The double-blind, placebo-controlled oral food challenge remains the gold standard for definitive diagnosis of food allergy and is essential in cases where the clinical history and initial allergy testing leave diagnostic uncertainty. In an oral food challenge, the patient ingests gradually increasing doses of the suspected allergen under direct medical supervision with appropriate emergency treatment available, allowing real-time assessment of tolerance versus reactivity. Open and single-blind food challenges are more commonly performed in clinical practice as they are less resource-intensive while still providing clinically valuable diagnostic information in most situations where significant placebo effects are not anticipated.

Management and Emerging Therapies

Strict avoidance of the identified food allergen or allergens has historically been the only available management strategy for food allergy, supplemented by the prescription of injectable epinephrine auto-injectors for emergency management of accidental exposure reactions. Epinephrine is the first-line treatment for anaphylaxis, reversing the life-threatening cardiovascular and respiratory manifestations of severe allergic reactions through its combined alpha and beta adrenergic effects, and all patients with food allergy at risk for anaphylaxis must carry epinephrine auto-injectors at all times and be trained in their correct use.

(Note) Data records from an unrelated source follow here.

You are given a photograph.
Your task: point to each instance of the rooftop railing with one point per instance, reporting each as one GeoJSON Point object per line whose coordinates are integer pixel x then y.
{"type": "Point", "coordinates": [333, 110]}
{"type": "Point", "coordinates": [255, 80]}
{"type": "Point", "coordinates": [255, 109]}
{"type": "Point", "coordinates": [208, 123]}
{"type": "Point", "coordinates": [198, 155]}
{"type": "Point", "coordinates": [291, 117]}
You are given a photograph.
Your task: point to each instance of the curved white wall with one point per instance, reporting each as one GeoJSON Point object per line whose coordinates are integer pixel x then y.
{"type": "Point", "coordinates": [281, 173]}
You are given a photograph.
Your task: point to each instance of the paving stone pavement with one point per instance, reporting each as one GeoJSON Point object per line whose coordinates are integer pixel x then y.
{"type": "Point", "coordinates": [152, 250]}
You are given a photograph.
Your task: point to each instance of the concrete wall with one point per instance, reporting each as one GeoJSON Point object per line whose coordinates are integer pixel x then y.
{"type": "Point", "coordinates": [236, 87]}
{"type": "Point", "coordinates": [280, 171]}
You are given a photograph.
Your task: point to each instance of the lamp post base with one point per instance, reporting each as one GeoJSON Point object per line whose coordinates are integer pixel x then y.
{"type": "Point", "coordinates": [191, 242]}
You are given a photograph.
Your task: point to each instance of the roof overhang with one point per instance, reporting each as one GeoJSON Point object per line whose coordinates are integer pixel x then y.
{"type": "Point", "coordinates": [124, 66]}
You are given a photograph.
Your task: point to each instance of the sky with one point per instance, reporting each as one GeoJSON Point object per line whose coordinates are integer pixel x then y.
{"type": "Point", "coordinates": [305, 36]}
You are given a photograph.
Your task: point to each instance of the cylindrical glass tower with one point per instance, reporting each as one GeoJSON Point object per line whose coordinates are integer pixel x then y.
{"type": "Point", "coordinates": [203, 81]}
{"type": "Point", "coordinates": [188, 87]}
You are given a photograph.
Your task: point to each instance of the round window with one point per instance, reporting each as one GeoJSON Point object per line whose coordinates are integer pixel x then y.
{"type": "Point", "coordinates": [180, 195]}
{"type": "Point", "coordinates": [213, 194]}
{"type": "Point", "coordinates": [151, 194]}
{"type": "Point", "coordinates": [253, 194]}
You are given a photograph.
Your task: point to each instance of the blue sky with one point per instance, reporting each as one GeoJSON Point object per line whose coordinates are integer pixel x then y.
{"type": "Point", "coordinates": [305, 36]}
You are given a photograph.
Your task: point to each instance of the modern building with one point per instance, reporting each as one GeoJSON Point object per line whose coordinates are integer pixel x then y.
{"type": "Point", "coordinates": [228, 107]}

Oral immunotherapy for food allergy, in which patients are exposed to gradually increasing doses of the food allergen under medical supervision over a period of months to years, has emerged as the first disease-modifying treatment for food allergy and received regulatory approval for peanut allergy in 2020. Peanut oral immunotherapy using a pharmaceutical grade peanut flour preparation has demonstrated the ability to desensitize the majority of treated peanut-allergic children to doses that would have previously caused severe reactions, substantially reducing the risk of accidental exposure reactions. The treatment requires a long-term commitment to daily maintenance dosing following the desensitization phase, and reactions during treatment are common, necessitating careful patient selection and ongoing medical supervision.